Fig 3. Gene structure of Morus notabilis 4CL genes.

Schematic diagrams with exons (gray boxes) and introns (dashed lines between exons). Gene structures were displayed by Fancy Gene (http://bio.ieo.eu/fancygene/).

Fig 4. The phylogenetic tree analysis of Mn4CL proteins.

The results of the phylogenetic analysis divided the sequences into two groups, suggesting that Mn4CL3 belongs to the class II group; whereas Mn4CL1, Mn4CL2, and Mn4CL4 belong to the class I group.

Fig 5. Sequence comparison of the deduced amino acid sequences.

Box I represents the putative AMP-binding domain, and box II represents the conserved GEICIGR putative catalytic site.

Fig 6. Expression of Ma4CL genes in different tissues and different response patterns under diverse stresses.

All of the Ma4CL genes were constitutively expressed in all of the selected organs (a), but exhibited significant differences in their magnitudes of expression. Ma4CL3 was expressed at higher levels than the other genes in the same tissues, and Ma4CL3 was strongly expressed in root bark, stem bark, and old leaves. The Ma4CL genes showed different response patterns under diverse stresses, as the induction of Ma4CL3 expression was greater that of the other genes after wounding (b), SA (c), and UV (d) treatments. Error bars on each column indicate SDs from three replicates.

Fig 7. Expression of Ma4CL genes and total flavonoid contents during mulberry fruit development.

a, b, c, and d represent Ma4CL1, Ma4CL2, Ma4CL3, and Ma4CL4 expression levels, respectively, e and f indicate total flavonoid contents during fruit development from stage S1 to S7. Error bars on each column indicate SDs from three replicates.

Fig 8. The relative expresa sion levels of Ma4CL genes under NaCl treatment.

Ma4CL1 and Ma4CL3 expression in stems peaked at 1 h, Ma4CL2 and Ma4CL4 exhibited similar double-peaked expression patterns (a–d). In roots, Ma4CL1 and Ma4CL2 expression peaked at 6 and 3 h, respectively. However, the expression of Ma4CL3 and Ma4CL4 was down-regulated at 1 and 12 h (e–h). Error bars on each column indicate SDs from three replicates. Significant differences (p < 0.05) among treatment are marked with “*”.

Fig 9. Relative expression levels of Ma4CL gene under ABA treatment.

Ma4CL genes in stems (a–d) and roots (e–h) showed different responses. Ma4CL1 and Ma4CL2 expression in stems peaked at 1 and 12 h, respectively, while Ma4CL3 and Ma4CL4 expression did not change significantly. However, Ma4CL3 expression in roots reached its maximum after 3 h, while the expression levels of the other genes increased gradually and reached their maxima after 24 h of treatment. Significant differences (p < 0.05) among treatment are marked with “*”. After 4 d of ABA treatment (i), although all of the RERS were significantly up-regulated, Ma4CL3 expression was only up-regulated 3.46-fold, while Ma4CL1, Ma4CL2, and Ma4CL4 expression was up-regulated approximately 5.23-, 16.50-, and 9.47-, respectively, compared with that of the control (“*” indicates p < 0.01). (j) The ratio of root length and stem length changed significantly under ABA treatment, and taproots became sturdier than control, and the number of root hairs increased significantly. Error bars on each column indicate SDs from three replicates.

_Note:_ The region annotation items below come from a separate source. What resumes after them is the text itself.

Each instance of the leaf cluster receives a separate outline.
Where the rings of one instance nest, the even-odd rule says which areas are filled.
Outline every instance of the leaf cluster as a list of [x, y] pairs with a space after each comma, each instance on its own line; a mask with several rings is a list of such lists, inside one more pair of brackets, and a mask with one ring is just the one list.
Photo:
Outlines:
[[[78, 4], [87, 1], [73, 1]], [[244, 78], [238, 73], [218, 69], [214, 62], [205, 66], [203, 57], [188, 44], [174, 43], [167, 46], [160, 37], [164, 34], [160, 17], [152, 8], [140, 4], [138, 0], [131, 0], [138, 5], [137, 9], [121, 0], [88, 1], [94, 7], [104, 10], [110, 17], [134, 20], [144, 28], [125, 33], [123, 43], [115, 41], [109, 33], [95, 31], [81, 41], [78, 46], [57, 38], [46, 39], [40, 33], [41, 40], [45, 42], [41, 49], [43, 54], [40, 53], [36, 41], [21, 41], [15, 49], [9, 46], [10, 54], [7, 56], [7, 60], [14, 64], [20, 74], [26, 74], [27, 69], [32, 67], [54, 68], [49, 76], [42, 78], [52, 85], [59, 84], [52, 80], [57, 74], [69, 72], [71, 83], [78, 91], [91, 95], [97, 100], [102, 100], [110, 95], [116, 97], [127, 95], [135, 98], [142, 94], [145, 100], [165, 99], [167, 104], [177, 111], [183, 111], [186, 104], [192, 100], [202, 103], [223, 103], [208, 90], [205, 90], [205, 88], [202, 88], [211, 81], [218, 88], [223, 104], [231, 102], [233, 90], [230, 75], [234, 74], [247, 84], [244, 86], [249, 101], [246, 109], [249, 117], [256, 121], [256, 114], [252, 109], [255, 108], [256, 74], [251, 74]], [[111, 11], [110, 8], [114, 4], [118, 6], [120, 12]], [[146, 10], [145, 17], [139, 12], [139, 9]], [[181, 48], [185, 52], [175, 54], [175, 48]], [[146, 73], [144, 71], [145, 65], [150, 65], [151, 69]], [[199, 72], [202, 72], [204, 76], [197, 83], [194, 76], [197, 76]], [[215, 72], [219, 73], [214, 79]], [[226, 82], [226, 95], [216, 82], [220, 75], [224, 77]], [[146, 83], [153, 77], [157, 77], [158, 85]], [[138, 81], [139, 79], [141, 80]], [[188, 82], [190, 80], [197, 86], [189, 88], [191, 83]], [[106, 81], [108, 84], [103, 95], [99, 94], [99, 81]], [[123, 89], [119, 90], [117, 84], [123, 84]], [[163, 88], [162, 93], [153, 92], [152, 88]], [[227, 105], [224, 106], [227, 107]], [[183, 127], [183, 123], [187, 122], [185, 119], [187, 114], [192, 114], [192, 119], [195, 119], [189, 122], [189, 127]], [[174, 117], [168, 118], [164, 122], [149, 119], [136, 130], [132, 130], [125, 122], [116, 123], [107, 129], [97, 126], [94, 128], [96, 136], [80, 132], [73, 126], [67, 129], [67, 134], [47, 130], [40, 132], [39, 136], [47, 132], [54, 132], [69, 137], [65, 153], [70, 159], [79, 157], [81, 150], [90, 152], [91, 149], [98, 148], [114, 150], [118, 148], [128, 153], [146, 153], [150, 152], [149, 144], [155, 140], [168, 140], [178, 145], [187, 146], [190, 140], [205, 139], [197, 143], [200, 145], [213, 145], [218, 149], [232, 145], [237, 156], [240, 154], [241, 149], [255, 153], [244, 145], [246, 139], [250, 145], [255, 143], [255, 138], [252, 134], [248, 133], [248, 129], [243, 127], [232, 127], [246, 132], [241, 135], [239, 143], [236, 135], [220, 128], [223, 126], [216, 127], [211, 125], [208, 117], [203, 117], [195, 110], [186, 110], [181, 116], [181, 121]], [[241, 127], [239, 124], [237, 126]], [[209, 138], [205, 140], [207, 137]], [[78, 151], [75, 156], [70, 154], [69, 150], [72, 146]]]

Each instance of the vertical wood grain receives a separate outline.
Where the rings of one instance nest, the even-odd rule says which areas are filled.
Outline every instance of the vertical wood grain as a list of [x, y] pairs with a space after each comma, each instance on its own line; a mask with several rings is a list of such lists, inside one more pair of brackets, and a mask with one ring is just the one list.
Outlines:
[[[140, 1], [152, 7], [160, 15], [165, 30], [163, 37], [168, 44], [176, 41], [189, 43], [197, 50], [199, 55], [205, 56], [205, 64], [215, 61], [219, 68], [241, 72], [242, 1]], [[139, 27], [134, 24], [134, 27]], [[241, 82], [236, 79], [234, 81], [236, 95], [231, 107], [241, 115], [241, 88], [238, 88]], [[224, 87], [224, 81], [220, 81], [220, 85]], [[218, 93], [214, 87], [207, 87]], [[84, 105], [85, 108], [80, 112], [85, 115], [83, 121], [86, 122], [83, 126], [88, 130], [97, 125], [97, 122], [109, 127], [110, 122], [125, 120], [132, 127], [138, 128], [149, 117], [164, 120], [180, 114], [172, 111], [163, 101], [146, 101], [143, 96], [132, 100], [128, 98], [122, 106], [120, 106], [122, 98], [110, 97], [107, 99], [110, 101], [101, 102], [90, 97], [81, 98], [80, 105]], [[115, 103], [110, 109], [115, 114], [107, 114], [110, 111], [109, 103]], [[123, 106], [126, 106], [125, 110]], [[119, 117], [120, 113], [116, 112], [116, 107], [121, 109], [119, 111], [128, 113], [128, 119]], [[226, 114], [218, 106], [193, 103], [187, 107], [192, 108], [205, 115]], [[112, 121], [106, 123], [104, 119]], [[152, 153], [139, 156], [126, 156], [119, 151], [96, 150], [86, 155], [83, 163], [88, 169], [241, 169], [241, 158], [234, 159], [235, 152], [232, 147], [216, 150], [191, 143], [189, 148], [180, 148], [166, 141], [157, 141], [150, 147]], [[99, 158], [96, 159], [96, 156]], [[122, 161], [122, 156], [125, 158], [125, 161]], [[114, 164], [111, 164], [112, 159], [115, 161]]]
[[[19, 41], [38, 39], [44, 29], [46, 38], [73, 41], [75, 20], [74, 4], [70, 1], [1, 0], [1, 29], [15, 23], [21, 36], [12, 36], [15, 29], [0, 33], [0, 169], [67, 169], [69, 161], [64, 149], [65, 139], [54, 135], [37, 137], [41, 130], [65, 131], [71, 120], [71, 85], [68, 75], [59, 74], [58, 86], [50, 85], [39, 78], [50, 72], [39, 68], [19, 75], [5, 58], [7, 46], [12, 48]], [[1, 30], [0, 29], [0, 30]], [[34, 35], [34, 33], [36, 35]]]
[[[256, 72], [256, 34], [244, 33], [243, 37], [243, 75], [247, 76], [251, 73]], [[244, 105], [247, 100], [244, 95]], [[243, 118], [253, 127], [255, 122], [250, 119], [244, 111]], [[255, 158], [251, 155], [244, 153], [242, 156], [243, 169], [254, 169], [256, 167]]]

Fig 10. Subcellular localization of the Ma4CL3 protein.

(a) EGFP, Ma4CL3::EGFP, and the EGFP::Ma4CL3 fusion strategies. (b) The positive control was a transfected plasmid containing EGFP alone. DAPI was used to indicate the nucleus. It was observed that Ma4CL3 localized to the cytomembrane mainly.

Fig 11. Fermentation test and HPLC detected.

(a) Biosynthesis routes of resveratrol constructed in recombinant E. coli.. Standard chromatograms of resveratrol (b) and the ethyl acetate extract (c). Peak 1 represents 4-cinnamate acid, and peak 2 represents resveratrol.